Les données sont bien sûr protégées, conformément aux consignes de la Commission nationale de l'informatique et des libertés : pas de réseaux, mot de passe et identifiant personnalisé détenus par les seules assistantes sociales. Seule obligation minimale pour l'utilisateur : rentrer les données, et transporter son matériel avec soi. « C'est un gain de temps et un confort de travail considérables. Lorsqu'un salarié nous interroge, nous pouvons immédiatement lui dire qu'en telle année, nous avons fait telle démarche qui a donné tel résultat. On gagne aussi en crédibilité. D'autre part, les dossiers sont rangés, ordonnés, et les informations accessibles de n'importe quel lieu. Si on m'interroge sur un dossier d'un salarié du Creusot lorsque je suis à Chalon, je peux répondre en temps réel sans attendre de retourner au bureau », assure Muriel Griffond. Résultat ? « On redonne à l'accueil une vraie place sans qu'il soit parasité par des tâches administratives. De plus, le logiciel offre un support d'analyse qui nous permet d'avoir une vision précise de notre activité et du décalage entre ce que l'on pense faire et ce que l'on fait en réalité. »

Autre avantage non négligeable : lorsque l'assistante sociale a besoin d'effectuer une recherche documentaire, elle sollicite Jean-Yves Berenguel par téléphone ou par mail ; celui-ci, grâce à la constitution progressive d'une base de données documentaires et Internet, lui répond dès qu'il obtient l'information. C'est d'ailleurs l'un des projets de développement d'AC.S.I.E : travailler sur la création d'un centre de ressources documentaires géré par le logiciel et de valises pédagogiques sur des thèmes récurrents tels le divorce, la retraite, etc. Outre celui de faire connaître son bureau mobile aux services sociaux d'entreprises de l'Hexagone.

PAULETTE ACKERMANN : « RÉPONDRE EN TEMPS RÉEL »

Paulette Ackermann, 45 ans, a rejoint la société AC.S.I.E, après 15 ans de secteur dans le Rhône et en Saône-et-Loire et un passage en entreprise à l'occasion duquel elle rencontre Muriel Griffond. L'aventure lui a plu et elle travaille désormais à temps partiel sur le site du Creusot auprès d'Alsthom, Usinor, Thermodyn et Framatome. « Bien sûr, la société n'offre pas les mêmes avantages financiers ou de carrière que dans le public ou dans une grande entreprise mais ce n'est pas ce qui m'intéresse. Après tant d'années dans la fonction publique, je trouve que le privé est stimulant : il faut se battre pour emporter des marchés, justifier notre travail, rendre des comptes.

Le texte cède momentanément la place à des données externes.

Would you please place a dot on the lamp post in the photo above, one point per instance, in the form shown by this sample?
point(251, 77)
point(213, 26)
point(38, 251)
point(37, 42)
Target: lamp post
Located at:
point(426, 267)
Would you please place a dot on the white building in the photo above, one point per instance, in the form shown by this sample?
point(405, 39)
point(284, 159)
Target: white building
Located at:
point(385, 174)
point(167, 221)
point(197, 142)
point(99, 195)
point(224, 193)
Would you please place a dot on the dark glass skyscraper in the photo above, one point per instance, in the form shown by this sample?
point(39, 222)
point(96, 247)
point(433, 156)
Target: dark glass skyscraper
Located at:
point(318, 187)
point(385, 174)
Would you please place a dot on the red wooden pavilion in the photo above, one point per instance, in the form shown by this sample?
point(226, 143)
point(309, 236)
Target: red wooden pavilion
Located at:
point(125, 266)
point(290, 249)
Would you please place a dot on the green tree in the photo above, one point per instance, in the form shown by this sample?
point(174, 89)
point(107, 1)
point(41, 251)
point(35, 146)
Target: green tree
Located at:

J'apprécie le mode de fonctionnement et les outils proposés par AC.S.I.E qui permettent de répondre en temps réel sur un problème de budget familial, d'expulsion locative ou autre. Je ne peux plus me passer de mon bureau mobile alors qu'avant, je n'avais jamais touché à un ordinateur ! De plus, je gagne un temps considérable pour la recherche documentaire et, du coup, je le réinvestis en disponibilité auprès des salariés. » Le travail en équipe ne lui manque pas : « Le contact téléphonique est permanent surtout avec le coordinateur ; de plus, comme je suis plus pointue grâce au plateau technique disponible, je ressens moins le besoin du soutien d'une équipe. » Elle n'est pas inquiète pour l'avenir : elle a confiance dans la capacité de gestion des responsables d'AC.S.I.E.

Dominique Lallemand

Notes

(1)  AC.S.I.E : 28/30, rue Denon - BP 546 - 71100 Chalon-sur-Saône - Tél. 03 85 93 04 44.